An international team of scientists has found a fossil snake buried with several dinosaur eggs and a newly hatched baby dinosaur. The snake was about 3.5m (11 ft) and had a mouth large enough to swallow whole the half metre (1ft 9in) dinosaur hatchling. The baby dinosaur was a sauropod Megaloolithus. The snake has been named Sanajeh indicus, meaning “ancient gaped one from India” in Sanskrit.
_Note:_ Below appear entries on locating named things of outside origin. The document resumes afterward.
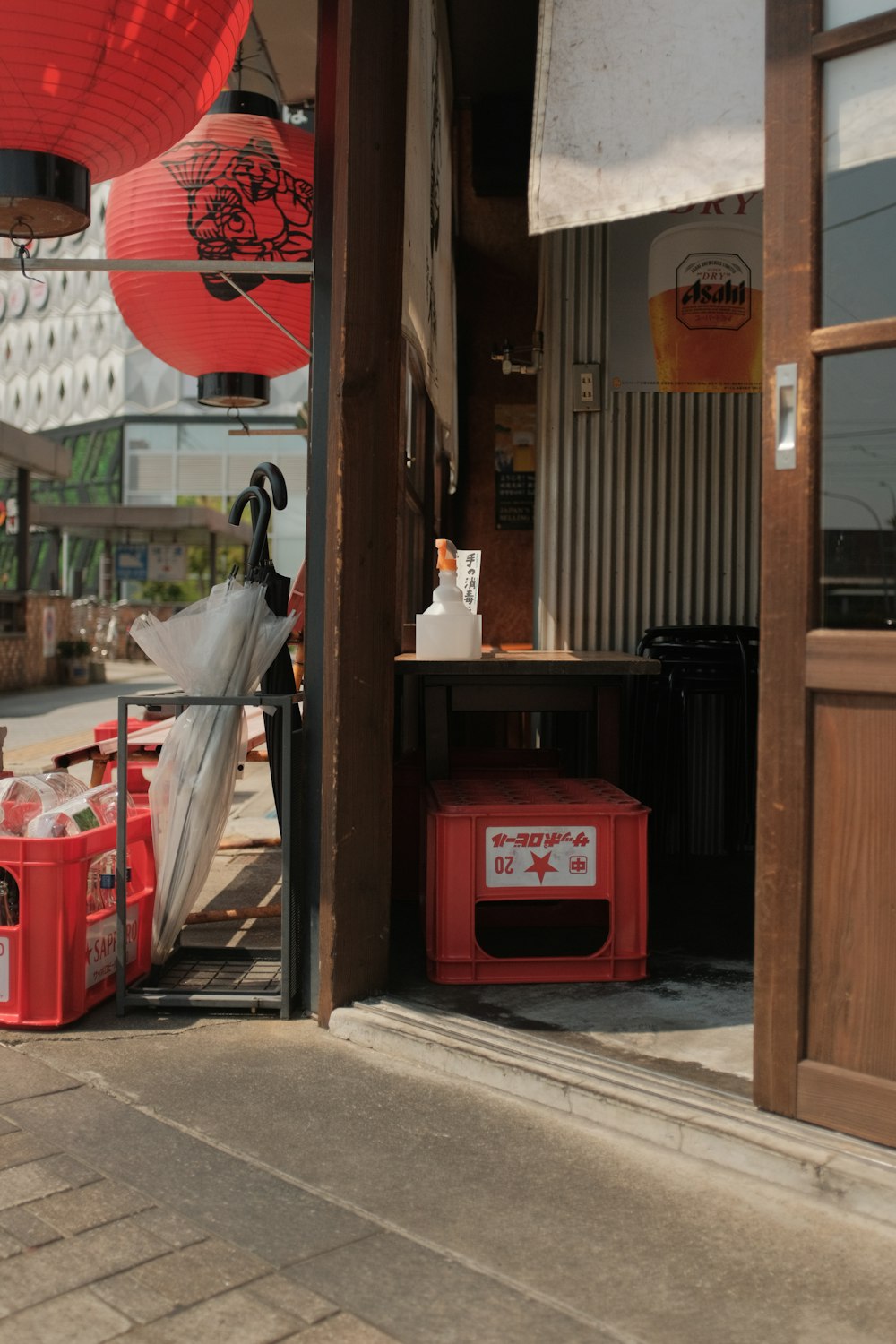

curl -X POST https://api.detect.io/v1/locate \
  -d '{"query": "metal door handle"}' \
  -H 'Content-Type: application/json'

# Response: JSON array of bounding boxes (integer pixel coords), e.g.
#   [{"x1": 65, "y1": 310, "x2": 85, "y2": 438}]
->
[{"x1": 775, "y1": 365, "x2": 797, "y2": 472}]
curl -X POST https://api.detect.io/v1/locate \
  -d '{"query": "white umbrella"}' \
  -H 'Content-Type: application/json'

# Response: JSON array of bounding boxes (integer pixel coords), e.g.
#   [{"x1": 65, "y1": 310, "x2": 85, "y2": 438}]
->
[{"x1": 130, "y1": 580, "x2": 293, "y2": 965}]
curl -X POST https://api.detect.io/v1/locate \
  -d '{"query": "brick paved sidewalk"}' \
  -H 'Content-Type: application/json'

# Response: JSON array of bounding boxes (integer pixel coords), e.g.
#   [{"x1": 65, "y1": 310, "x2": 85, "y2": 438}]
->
[{"x1": 0, "y1": 1047, "x2": 391, "y2": 1344}]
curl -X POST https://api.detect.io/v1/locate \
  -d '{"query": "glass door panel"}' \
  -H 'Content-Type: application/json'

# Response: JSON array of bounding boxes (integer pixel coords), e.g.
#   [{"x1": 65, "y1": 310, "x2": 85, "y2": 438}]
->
[
  {"x1": 825, "y1": 0, "x2": 892, "y2": 29},
  {"x1": 821, "y1": 43, "x2": 896, "y2": 327},
  {"x1": 820, "y1": 349, "x2": 896, "y2": 629}
]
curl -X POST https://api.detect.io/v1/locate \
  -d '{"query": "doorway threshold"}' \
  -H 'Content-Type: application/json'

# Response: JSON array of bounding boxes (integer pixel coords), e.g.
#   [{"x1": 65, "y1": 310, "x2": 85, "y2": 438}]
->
[
  {"x1": 395, "y1": 953, "x2": 753, "y2": 1098},
  {"x1": 388, "y1": 903, "x2": 753, "y2": 1098},
  {"x1": 329, "y1": 986, "x2": 896, "y2": 1228}
]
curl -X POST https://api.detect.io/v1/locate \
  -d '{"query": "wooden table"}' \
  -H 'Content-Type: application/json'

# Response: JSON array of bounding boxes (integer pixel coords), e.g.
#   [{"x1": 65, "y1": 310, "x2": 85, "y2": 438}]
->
[
  {"x1": 52, "y1": 706, "x2": 267, "y2": 788},
  {"x1": 395, "y1": 650, "x2": 659, "y2": 782}
]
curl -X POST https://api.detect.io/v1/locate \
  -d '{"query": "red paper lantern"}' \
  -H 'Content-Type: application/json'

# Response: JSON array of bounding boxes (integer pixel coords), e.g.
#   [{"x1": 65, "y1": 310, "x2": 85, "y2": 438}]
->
[
  {"x1": 0, "y1": 0, "x2": 251, "y2": 239},
  {"x1": 106, "y1": 93, "x2": 314, "y2": 406}
]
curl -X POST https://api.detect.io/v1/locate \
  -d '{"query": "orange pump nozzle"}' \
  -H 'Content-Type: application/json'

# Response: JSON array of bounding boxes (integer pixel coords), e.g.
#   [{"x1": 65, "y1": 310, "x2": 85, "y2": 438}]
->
[{"x1": 435, "y1": 539, "x2": 457, "y2": 570}]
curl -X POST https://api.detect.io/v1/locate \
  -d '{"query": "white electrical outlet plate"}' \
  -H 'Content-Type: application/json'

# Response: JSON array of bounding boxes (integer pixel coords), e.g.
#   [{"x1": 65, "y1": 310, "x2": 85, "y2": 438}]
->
[{"x1": 573, "y1": 365, "x2": 600, "y2": 411}]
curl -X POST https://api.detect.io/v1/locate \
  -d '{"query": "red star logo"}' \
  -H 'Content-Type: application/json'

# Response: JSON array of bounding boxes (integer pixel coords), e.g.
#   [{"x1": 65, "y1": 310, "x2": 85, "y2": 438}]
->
[{"x1": 525, "y1": 849, "x2": 557, "y2": 882}]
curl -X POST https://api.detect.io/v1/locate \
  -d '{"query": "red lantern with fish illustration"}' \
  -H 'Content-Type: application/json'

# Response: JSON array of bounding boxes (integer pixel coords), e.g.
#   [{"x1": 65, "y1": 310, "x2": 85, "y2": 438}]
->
[
  {"x1": 106, "y1": 91, "x2": 314, "y2": 408},
  {"x1": 0, "y1": 0, "x2": 251, "y2": 242}
]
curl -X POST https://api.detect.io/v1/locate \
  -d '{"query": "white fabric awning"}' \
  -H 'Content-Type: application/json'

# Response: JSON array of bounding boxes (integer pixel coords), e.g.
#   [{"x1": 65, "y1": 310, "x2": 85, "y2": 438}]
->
[
  {"x1": 530, "y1": 0, "x2": 896, "y2": 234},
  {"x1": 530, "y1": 0, "x2": 766, "y2": 234}
]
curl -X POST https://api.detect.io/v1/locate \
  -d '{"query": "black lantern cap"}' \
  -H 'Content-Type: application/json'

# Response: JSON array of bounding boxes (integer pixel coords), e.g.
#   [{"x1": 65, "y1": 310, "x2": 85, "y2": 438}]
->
[
  {"x1": 0, "y1": 150, "x2": 90, "y2": 242},
  {"x1": 208, "y1": 89, "x2": 280, "y2": 121},
  {"x1": 197, "y1": 374, "x2": 270, "y2": 410}
]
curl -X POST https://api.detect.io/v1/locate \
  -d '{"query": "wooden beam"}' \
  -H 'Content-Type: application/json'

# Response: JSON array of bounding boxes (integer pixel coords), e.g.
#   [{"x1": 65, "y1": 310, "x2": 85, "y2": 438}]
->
[
  {"x1": 305, "y1": 0, "x2": 409, "y2": 1026},
  {"x1": 754, "y1": 0, "x2": 821, "y2": 1116}
]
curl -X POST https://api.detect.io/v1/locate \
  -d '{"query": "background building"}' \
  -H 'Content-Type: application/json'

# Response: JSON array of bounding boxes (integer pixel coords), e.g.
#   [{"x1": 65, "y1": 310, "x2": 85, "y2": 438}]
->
[{"x1": 0, "y1": 183, "x2": 307, "y2": 597}]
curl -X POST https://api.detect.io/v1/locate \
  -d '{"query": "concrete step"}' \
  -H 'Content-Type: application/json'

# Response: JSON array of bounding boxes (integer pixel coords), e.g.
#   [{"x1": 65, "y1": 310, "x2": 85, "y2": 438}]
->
[{"x1": 329, "y1": 999, "x2": 896, "y2": 1226}]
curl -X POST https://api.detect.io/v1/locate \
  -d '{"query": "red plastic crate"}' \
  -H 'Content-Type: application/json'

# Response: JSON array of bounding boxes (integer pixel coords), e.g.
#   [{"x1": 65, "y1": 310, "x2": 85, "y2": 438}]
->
[
  {"x1": 426, "y1": 777, "x2": 649, "y2": 984},
  {"x1": 392, "y1": 747, "x2": 560, "y2": 900},
  {"x1": 0, "y1": 811, "x2": 156, "y2": 1027}
]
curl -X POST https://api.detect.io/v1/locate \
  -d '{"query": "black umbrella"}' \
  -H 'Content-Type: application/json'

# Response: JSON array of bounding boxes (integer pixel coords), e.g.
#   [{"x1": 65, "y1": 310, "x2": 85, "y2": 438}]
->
[{"x1": 229, "y1": 462, "x2": 302, "y2": 835}]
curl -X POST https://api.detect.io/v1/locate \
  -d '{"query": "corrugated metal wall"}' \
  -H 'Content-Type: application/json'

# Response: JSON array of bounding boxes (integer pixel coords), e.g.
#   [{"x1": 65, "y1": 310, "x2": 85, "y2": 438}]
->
[{"x1": 535, "y1": 228, "x2": 761, "y2": 650}]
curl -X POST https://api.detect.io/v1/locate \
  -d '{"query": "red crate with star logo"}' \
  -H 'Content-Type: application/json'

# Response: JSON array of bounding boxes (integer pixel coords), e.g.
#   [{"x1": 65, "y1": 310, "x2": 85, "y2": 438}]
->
[
  {"x1": 426, "y1": 776, "x2": 649, "y2": 984},
  {"x1": 0, "y1": 809, "x2": 156, "y2": 1027}
]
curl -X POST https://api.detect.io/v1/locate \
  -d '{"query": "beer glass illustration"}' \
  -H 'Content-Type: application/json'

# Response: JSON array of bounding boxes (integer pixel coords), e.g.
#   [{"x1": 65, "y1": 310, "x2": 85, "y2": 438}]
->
[{"x1": 648, "y1": 220, "x2": 763, "y2": 392}]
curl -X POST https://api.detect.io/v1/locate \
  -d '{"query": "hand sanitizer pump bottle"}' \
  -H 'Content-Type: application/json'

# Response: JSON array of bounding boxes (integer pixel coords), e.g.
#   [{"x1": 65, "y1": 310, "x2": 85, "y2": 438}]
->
[{"x1": 417, "y1": 540, "x2": 482, "y2": 659}]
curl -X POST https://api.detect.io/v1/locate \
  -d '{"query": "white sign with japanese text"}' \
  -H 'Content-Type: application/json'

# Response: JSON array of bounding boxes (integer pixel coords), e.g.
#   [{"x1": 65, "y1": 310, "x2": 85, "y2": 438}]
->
[
  {"x1": 457, "y1": 551, "x2": 482, "y2": 616},
  {"x1": 485, "y1": 823, "x2": 598, "y2": 887}
]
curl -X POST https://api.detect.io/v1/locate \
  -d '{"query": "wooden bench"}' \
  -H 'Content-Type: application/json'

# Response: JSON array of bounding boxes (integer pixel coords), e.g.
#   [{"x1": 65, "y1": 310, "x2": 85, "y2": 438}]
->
[{"x1": 52, "y1": 706, "x2": 267, "y2": 788}]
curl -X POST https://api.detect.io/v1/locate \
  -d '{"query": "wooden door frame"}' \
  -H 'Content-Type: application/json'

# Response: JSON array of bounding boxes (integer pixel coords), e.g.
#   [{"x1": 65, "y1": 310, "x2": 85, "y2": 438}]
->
[
  {"x1": 754, "y1": 0, "x2": 896, "y2": 1116},
  {"x1": 301, "y1": 0, "x2": 409, "y2": 1026}
]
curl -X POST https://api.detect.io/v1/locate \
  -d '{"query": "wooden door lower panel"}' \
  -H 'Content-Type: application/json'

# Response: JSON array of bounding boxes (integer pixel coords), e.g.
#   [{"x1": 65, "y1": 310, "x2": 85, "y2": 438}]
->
[
  {"x1": 801, "y1": 693, "x2": 896, "y2": 1091},
  {"x1": 797, "y1": 1059, "x2": 896, "y2": 1148}
]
The researchers interpreted the presence of snake and eggs together as ‘‘ethofossil’’ preservation of feeding behaviour. The snake, eggs, eggshell and hatching must have been rapidly buried to preserve their delicate structure. Shanan Peters, a geologist from of the University of Wisconsin, one of the research team explained: “Sedimentation was unusually rapid and deep for this formation – a pulse of sand, probably mobilized during a storm, resulted in the preservation of this spectacular association.”
Editorial Comment: The researchers’ word “ethofossil” comes from “ethology” – the study of animal behaviour. However, fossils are dead, so it is impossible to study their behaviour. Anyone studying the fossils can just as easily argue the eggs, dinosaur hatchling and snake were all deposited together in the same sediment, after being all swept up by a flood.